En matière de droit des étrangers, la situation est pire encore. « Il est fait en sorte que ce soit non viable économiquement », décrypte l’avocate Eve Thieffry, depuis dix-sept ans dans la partie. Là encore, le barreau de Lille s’est organisé pour assurer une qualité minimum avec une coordination des permanences et un nombre maximum de dossiers par avocat et par jour. « Le seul moyen de financer un cabinet dans ces affaires indemnisées 360 euros, qu’elles prennent 48 heures, quatre mois ou deux ans, est de les gagner », confie l’avocate. Lorsque l’Etat perd, il est condamné à payer les frais de procédure, à hauteur de 1 500 euros en moyenne.

Pendant ce temps, l’audience des comparutions immédiates tire à sa fin. Le client d’Anne-Caroline Chiche est condamné à huit mois de prison ferme, avec mandat de dépôt à l’audience. « Qu’il ne soit pas relaxé est une évidence, mais c’est cher payé pour le vol d’un portable et d’un ordinateur », s’offusque la coordinatrice.
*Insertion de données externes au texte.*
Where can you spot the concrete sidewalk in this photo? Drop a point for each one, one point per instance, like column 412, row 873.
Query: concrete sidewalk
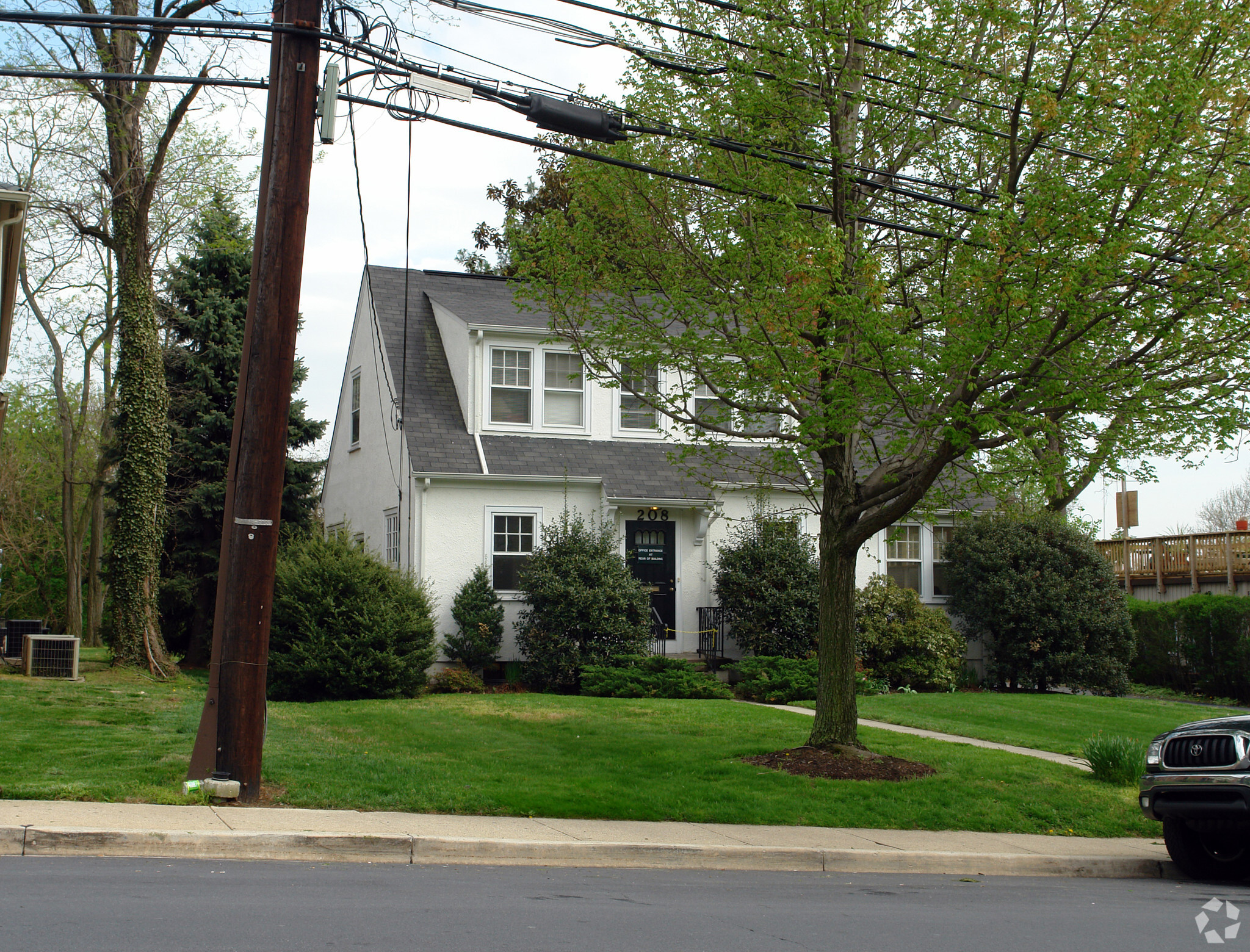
column 949, row 737
column 231, row 832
Le prévenu, « agaçant avec tout le monde et peu clair avec ses différentes identités », avait été formellement reconnu sur les images de vidéosurveillance du métro de Lille.

Quant au jeune avocat permanencier, il a finalement hérité d’une comparution immédiate. Mais n’a disposé que de trente minutes pour rencontrer son « client » dans les geôles du palais de justice. Cet homme, accusé de violences sur sa femme, sa belle-sœur et son beau-père, comparait le visage tuméfié, car il aurait été roué de coups par ses deux beaux-frères. Le président de la chambre refuse le complément d’information plaidé par M. Crevillier, mais renvoie l’affaire à une nouvelle audience de jugement quatre semaines plus tard et décide, en attendant, de placer en détention cet homme, qui a du mal à s’exprimer et à comprendre les questions qui lui sont posées à la barre. Pour être de qualité, la défense des plus démunis manque peut-être aussi de temps.